February 08, 2006
February 08, 1996
Evita is a 1996 musical drama film based on Tim Rice and Andrew Lloyd Webber's musical of the same name about Eva Perón. It was directed by Alan Parker and written by Parker and Oliver Stone. It starred Madonna, Antonio Banderas, and Jonathan Pryce. The film was released on December 25, 1996 by Hollywood Pictures and Cinergi Pictures.
Evita portrays the life of Eva Duarte (later Eva Duarte de Perón) (Madonna) from a child of the lower classes to becoming the wife of Juan Perón and First Lady and spiritual leader of Argentina.
Eva's death is announced in a movie theater and a public funeral is held in Buenos Aires. Che (Antonio Banderas), an Everyman, narrates the story of Eva's rise to power and later illness and death. He appears in many different guises and serves as Eva's conscience and critic. As a young illegitimate child, Eva tries to attend her father's funeral in the town of Junín with her mother and siblings.
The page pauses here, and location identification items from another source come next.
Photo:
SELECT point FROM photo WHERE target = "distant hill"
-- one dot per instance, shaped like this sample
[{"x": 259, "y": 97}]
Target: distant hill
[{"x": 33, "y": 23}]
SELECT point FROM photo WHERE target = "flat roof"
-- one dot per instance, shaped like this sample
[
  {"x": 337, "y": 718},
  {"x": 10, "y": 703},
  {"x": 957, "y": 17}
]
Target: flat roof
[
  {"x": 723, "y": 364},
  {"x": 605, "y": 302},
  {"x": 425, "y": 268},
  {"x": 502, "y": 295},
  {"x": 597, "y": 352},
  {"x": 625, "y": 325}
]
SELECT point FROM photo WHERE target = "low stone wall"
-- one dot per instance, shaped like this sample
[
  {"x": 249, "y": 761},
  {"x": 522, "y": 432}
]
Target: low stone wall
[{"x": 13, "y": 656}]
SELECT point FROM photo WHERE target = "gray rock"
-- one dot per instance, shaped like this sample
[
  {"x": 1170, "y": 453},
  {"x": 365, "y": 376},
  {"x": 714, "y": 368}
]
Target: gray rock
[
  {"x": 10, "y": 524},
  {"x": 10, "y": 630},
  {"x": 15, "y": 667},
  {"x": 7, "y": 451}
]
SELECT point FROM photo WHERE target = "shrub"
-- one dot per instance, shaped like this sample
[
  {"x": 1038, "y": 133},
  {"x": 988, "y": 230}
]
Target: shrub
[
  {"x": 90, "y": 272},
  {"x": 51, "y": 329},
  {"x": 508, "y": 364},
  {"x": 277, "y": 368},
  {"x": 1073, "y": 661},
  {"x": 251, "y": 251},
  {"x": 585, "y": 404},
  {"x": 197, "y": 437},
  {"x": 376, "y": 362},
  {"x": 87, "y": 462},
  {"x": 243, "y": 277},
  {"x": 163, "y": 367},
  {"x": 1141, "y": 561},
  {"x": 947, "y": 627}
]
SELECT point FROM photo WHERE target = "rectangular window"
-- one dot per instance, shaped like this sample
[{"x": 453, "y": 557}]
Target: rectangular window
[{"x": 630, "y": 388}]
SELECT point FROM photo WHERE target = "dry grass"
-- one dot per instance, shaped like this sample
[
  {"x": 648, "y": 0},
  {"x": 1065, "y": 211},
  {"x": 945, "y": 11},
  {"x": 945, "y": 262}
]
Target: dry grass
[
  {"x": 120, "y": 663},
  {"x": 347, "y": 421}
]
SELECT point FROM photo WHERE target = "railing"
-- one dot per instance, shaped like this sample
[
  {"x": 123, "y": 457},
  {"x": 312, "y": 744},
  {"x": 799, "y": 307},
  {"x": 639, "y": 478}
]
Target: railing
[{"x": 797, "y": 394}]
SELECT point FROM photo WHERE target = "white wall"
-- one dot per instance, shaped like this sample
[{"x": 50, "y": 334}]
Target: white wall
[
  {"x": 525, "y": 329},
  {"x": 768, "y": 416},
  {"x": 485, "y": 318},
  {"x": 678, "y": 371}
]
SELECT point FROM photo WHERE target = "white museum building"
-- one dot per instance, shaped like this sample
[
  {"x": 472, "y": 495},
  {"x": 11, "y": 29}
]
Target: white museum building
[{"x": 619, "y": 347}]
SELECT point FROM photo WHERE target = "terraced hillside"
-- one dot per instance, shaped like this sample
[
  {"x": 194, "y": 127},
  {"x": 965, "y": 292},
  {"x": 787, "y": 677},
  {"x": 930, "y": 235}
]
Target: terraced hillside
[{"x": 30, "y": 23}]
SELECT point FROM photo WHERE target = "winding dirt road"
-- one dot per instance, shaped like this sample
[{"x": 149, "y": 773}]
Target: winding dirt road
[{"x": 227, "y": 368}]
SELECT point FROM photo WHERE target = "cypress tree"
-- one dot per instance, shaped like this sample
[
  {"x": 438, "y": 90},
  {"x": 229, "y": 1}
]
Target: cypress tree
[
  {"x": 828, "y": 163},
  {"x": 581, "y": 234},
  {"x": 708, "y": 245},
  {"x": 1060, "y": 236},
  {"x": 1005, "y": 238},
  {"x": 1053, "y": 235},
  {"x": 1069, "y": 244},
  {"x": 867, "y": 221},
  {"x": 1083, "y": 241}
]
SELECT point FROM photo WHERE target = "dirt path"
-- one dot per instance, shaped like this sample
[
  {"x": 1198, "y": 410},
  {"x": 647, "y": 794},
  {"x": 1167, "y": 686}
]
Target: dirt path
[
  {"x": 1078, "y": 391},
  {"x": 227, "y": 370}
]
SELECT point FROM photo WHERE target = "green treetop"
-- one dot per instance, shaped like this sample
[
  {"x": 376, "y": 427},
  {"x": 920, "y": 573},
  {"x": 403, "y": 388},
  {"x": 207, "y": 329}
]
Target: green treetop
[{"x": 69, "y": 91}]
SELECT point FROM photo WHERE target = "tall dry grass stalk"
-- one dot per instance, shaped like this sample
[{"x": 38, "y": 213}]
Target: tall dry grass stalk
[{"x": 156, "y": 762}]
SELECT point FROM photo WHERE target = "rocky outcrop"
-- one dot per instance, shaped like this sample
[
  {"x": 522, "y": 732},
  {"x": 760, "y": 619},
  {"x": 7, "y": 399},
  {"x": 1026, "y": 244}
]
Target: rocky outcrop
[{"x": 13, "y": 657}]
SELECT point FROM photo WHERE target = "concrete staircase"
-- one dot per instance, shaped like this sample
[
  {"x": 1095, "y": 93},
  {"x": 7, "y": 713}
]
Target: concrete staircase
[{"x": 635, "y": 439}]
Her father's wife and other family deny her family permission to enter, but Eva pays her last respects to her father.
Years later, Eva decides to leave Junín to seek a better life in Buenos Aires with a tango singer, Agustín Magaldi (Jimmy Nail), with whom she is having an affair. After Magaldi leaves her, she goes through several relationships with increasingly influential men, becoming a model, actress and radio personality. She meets with the older and handsome Colonel Juan Perón (Jonathan Pryce) at a fundraiser following the recent 1944 San Juan earthquake. Perón's connection with Eva adds to his populist image, since she is from the working class (as he is). Eva has a radio show during Perón's rise and uses all her skills to promote Perón, even when the controlling administration has him jailed in an attempt to stunt his political momentum. The groundswell of support Eva generates forces the government to release Perón, and he finds the people enamored of him and Eva. Perón wins election to the presidency and Eva promises the new government will serve the descamisados (literally, "those without shirts"—i.e., the poor).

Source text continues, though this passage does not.